Usage
La vallée de la Loire, le fleuve et le proche littoral sont des territoires façonnés en grande partie par les usages.
De nombreux usages marquent et ont marqué de leur empreinte environnementale la Loire de la Maine à la mer. L’eau du fleuve est une ressource indispensable pour l’alimentation en eau potable, l’agriculture ou l’activité industrielle. La forme du lit du fleuve a été modelée au cours de deux siècles d’aménagement (XIXe – XXe s.), pour améliorer la navigation avec une augmentation des profondeurs d’eau et pour protéger le val des inondations. Aujourd’hui, des dragages d’entretien sont effectués uniquement en aval de Nantes et pour l’essentiel en aval de Paimbœuf. La pêche, la chasse au gibier d’eau sont aussi des pratiques ancestrales qui perdurent toujours.

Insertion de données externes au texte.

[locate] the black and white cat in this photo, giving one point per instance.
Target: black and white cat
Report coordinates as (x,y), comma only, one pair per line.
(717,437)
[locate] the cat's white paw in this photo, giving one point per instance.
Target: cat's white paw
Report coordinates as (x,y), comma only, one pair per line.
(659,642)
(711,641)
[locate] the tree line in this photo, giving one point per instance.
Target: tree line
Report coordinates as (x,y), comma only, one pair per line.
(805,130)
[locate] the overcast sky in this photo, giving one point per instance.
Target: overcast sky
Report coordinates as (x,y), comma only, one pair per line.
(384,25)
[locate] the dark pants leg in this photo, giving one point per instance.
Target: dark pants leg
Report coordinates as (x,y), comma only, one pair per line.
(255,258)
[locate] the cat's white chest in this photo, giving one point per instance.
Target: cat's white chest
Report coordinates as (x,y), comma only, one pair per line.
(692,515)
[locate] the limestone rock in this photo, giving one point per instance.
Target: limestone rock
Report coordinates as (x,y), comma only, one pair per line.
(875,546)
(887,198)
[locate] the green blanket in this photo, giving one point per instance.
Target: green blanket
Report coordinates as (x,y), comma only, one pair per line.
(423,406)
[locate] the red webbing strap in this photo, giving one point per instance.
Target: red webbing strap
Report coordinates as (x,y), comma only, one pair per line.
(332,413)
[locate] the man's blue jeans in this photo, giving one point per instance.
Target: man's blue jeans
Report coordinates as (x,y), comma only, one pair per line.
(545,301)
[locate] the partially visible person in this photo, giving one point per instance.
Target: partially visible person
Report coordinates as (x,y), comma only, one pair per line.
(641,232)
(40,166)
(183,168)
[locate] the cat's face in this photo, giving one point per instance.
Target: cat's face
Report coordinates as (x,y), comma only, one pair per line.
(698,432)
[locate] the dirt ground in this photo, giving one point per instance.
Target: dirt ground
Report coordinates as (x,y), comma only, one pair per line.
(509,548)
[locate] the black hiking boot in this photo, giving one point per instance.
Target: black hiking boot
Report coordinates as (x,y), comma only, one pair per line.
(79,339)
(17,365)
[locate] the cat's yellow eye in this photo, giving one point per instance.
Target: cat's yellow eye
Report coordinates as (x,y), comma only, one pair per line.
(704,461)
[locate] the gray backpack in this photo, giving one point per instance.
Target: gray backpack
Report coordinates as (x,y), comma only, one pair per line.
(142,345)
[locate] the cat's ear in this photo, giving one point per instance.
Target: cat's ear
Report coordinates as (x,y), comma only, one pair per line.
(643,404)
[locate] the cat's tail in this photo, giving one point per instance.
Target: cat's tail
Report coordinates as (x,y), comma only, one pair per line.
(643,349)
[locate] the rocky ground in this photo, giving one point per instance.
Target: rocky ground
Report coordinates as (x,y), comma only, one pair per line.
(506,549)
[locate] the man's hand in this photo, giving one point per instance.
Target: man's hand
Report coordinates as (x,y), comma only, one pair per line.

L'eau de la Loire : une ressource indispensable à de nombreuses activités
L’industrie prélève beaucoup et consomme peu (la quasi-totalité de l’eau prélevée est rejetée). Pour l’agriculture et l’usage domestique (dont l’alimentation en eau potable), les prélèvements sont moindres, mais la consommation est importante, particulièrement en période sèche (irrigation, etc.). Les prélèvements dans la Loire sont doublement conditionnés par la disponibilité de la ressource et le sel :
- les principaux prélèvements industriels s’effectuent en aval de Nantes, où la quantité d’eau apportée par l’océan est considérable ;
- l’alimentation en eau potable n’est possible qu’en eau douce soit à l’amont de Nantes toute l’année ;
- l’agriculture utilise de l’eau douce toute l’année à l’amont de Nantes et seulement une partie de l’année en aval, avec une tolérance au sel jusqu’à 1 g/l dans les marais estuariens.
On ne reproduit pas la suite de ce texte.